Brian McBride: When the Detail Lost its Freedom
kranky

Borne out of the turmoil of a divorce and a Chicago-to-LA move, When the Detail Lost its Freedom finds Stars of the Lid member Brian McBride transmuting personal angst into gloriously elegiac music. With its hypnotic streams of muffled tones, piercing strings, and delicate piano adornments, the haunting “Overture (for Other Halfs)” sets the bar almost impossibly high at the outset, but the subsequent eleven meditations maintain a similar elegant poise.
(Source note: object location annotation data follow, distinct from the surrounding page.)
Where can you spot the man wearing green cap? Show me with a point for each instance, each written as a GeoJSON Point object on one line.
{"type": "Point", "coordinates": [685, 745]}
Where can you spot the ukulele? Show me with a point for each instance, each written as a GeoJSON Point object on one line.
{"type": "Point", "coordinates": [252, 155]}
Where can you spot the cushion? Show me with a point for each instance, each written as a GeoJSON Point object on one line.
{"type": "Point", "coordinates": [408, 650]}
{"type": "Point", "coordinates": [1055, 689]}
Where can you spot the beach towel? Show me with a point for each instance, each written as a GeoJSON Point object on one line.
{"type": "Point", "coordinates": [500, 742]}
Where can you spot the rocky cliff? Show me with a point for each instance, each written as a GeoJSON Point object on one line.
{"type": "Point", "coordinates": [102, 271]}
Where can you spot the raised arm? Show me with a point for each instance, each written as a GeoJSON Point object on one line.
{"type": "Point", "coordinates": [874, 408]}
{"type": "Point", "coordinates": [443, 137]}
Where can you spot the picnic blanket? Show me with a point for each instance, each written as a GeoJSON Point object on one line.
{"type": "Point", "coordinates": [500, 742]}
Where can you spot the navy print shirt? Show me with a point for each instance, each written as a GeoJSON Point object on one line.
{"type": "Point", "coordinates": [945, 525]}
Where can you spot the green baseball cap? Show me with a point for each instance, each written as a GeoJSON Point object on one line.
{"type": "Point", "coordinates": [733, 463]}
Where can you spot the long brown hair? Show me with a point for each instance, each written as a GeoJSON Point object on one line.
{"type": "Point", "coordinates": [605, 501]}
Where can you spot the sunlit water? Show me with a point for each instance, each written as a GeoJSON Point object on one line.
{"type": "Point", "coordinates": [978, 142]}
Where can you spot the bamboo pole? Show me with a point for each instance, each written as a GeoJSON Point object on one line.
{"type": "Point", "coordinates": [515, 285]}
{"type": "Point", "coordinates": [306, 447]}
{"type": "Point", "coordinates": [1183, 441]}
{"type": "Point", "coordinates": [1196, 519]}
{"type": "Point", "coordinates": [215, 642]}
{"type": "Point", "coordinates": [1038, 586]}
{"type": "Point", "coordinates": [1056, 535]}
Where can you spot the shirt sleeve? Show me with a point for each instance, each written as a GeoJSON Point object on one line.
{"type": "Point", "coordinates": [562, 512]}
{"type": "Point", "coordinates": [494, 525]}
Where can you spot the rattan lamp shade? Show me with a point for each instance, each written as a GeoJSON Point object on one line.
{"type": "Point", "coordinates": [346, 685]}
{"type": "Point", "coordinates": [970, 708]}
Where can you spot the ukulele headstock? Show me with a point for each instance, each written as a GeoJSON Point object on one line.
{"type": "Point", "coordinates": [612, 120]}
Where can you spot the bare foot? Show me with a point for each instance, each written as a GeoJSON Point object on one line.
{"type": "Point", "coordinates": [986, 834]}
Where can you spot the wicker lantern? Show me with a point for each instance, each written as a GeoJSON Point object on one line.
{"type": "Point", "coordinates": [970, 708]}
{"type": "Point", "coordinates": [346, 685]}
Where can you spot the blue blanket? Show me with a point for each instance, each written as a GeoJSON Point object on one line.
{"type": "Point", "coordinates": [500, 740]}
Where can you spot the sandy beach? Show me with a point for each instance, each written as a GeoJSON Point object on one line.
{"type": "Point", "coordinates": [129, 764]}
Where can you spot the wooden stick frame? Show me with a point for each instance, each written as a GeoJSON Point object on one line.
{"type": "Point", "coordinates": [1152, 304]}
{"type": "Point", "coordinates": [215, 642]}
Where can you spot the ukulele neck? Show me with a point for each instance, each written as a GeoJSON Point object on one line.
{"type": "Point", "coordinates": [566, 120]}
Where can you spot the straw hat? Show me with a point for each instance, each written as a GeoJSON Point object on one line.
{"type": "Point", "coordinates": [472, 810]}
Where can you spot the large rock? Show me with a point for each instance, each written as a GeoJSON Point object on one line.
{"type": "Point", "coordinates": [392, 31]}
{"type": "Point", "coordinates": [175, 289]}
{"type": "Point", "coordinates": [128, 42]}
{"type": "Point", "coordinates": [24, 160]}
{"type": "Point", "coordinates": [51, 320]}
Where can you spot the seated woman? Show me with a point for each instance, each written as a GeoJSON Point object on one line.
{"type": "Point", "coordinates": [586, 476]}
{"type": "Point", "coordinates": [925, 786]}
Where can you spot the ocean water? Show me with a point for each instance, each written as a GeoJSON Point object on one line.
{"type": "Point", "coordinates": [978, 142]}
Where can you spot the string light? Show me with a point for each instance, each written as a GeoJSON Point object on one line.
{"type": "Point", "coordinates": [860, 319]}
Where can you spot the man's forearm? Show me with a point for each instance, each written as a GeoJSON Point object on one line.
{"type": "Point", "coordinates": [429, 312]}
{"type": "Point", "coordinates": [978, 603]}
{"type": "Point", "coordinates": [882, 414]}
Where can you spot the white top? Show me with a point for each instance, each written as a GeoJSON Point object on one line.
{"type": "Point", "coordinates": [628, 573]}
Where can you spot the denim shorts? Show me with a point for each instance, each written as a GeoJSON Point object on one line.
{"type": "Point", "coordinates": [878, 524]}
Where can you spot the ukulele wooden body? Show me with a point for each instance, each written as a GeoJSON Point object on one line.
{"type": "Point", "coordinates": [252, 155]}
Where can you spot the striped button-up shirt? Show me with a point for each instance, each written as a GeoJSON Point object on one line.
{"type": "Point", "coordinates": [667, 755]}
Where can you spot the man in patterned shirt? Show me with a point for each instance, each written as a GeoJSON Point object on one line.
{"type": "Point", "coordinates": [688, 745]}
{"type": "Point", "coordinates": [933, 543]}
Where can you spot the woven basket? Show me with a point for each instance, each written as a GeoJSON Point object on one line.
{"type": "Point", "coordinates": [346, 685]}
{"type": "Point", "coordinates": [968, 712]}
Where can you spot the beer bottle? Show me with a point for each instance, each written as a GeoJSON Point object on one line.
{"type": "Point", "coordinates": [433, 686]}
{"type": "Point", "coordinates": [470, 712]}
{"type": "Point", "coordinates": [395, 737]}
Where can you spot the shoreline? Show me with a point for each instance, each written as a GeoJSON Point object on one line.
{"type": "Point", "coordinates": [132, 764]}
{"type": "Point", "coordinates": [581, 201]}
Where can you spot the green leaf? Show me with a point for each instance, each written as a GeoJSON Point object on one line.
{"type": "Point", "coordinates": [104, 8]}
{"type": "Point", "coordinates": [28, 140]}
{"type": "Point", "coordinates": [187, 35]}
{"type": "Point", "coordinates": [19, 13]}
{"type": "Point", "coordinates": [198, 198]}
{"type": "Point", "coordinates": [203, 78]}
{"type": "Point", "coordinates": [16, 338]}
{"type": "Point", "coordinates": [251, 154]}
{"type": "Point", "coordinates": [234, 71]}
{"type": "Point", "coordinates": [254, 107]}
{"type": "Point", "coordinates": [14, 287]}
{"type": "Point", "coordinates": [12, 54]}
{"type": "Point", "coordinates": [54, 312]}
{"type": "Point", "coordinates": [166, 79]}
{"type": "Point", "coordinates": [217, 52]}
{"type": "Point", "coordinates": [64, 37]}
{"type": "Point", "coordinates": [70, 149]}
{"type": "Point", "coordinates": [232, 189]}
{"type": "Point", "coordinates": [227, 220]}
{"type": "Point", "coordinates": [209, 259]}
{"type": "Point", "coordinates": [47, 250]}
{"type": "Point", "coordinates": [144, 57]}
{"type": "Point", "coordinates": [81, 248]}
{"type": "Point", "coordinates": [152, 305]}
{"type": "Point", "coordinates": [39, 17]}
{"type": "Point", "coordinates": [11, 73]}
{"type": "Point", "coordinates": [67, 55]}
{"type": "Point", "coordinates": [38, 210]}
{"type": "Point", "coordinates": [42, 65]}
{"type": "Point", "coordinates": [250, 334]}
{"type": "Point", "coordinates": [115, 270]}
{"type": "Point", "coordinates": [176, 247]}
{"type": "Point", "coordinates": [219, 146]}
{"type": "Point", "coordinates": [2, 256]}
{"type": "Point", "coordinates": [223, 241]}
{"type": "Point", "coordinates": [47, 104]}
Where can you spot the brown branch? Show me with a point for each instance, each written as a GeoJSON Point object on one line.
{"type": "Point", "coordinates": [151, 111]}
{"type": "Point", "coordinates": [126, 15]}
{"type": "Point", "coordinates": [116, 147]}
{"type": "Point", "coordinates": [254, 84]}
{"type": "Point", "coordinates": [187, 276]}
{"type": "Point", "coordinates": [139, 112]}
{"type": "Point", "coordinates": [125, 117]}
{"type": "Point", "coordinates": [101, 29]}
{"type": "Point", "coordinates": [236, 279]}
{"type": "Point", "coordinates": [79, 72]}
Song titles alone convey the music's mood (“A Gathering to Lead Me When You're Gone” is as sombre as one might expect, while the windswept ambiance and hushed vocals of “Our Last Moment in Song” strongly recall mid-‘90s Labradford). “Retenir” includes violin playing by Eden Batki (aka the Inland Empire Symphony Quartet), though her string sound, much like the album's other instruments, loses some degree of individuating character via processing (throughout When the Detail Lost its Freedom, violins resemble guitars and guitars turn piano-like as instruments blur into collective pools of abstract tones), while the guitar shadings of Mike Linnen and Cheri Keating's wordless singing augment the funereal horn dirge “The Guilt of Uncomplicated Thoughts.” Elsewhere, faint outdoor sounds seemingly drift through the shadows of “I Will” alongside the ebb and flow of guitar streams before “Latent Sonatas (for Ebo)” brings the hour-long collection to a stately close.

It's an absolutely beautiful collection, with McBride's material distinguished in numerous ways. Note, for example, his restrained handling of silence in “Overture (for Other Halfs)” where notes reverberantly trail off into pregant pauses—how welcome (and rare) it is to hear space incorporated so effectively.